Photo by Mike Seyfang/Flickr
Hats off to Cleveland.com and columnist Mark Naymik, who continue to badger the various entities involved in Cleveland's secret Amazon proposal. Naymik has been trying, with limited success, to obtain information about incentives offered to Amazon as part of the city's pie-in-the-sky package to lure the so-called HQ2.
Naymik revealed, in a scathing post Thursday
, that to keep their Amazon dealings secret, the agencies developed a codename for documents related to them: Conway.
"Maybe they figured [Conway] sounds so boring that no one would bother to pry if they heard the name or saw it stamped on a folder," Naymik wrote. "I would suggest a more appropriate codename would be "Pipe dream." ... The codename is laughable — but the secrecy is not."
Naymik reported that Cleveland.com has filed a complaint against the Northeast Ohio Areawide Coordinating Agency (NOACA) with the Ohio Court of Claims. NOACA produced 18 reports for the Amazon bid but is refusing to share them with Cleveland.com, arguing that the information contained therein constitutes "trade secrets" and is therefore exempt from state public records law.

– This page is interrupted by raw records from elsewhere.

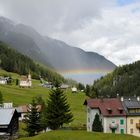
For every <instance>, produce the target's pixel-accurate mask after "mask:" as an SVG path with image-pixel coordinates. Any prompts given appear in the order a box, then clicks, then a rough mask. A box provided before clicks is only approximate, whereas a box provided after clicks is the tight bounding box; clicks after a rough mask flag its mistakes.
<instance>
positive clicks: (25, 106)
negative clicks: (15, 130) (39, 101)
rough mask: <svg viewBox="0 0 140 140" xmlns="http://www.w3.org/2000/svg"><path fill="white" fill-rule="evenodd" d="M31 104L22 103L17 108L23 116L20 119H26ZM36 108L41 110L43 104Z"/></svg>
mask: <svg viewBox="0 0 140 140" xmlns="http://www.w3.org/2000/svg"><path fill="white" fill-rule="evenodd" d="M30 106H31V105H30V104H29V105H22V106H19V107H17V108H16V110H17V112H18V113H19V114H21V116H20V117H19V120H20V121H22V120H24V119H25V116H26V115H27V113H28V110H30ZM36 108H37V111H38V112H41V110H42V107H41V105H37V106H36Z"/></svg>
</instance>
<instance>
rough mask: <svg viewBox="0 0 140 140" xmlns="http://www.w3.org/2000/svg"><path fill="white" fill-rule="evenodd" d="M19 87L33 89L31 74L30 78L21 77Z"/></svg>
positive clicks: (19, 82) (21, 76)
mask: <svg viewBox="0 0 140 140" xmlns="http://www.w3.org/2000/svg"><path fill="white" fill-rule="evenodd" d="M19 86H20V87H31V86H32V79H31V74H30V73H29V75H28V76H21V79H20V82H19Z"/></svg>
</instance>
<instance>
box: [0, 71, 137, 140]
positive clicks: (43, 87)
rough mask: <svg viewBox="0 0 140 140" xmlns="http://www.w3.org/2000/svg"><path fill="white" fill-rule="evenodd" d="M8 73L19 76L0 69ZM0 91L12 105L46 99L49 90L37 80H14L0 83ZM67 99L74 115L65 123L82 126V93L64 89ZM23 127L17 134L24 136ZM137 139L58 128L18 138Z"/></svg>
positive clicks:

Cleveland.com called bullshit. Good on them for pursuing these reports, and continuing to shine a light on the secrecy of our public leaders, who, as Naymik noted, strategically placed the information in the hands of the corporate-inclined nonprofits Team NEO and the Greater Cleveland Partnership to circumvent records laws. Shame on them.
The Associated Press attempted to report
on various cities' Amazon incentive packages as well. It cited Cleveland, along with Chicago, Las Vegas and more than a dozen others, who all offered similar excuses about why they wouldn't divulge information: that by revealing their incentives, they would somehow be at a competitive disadvantage.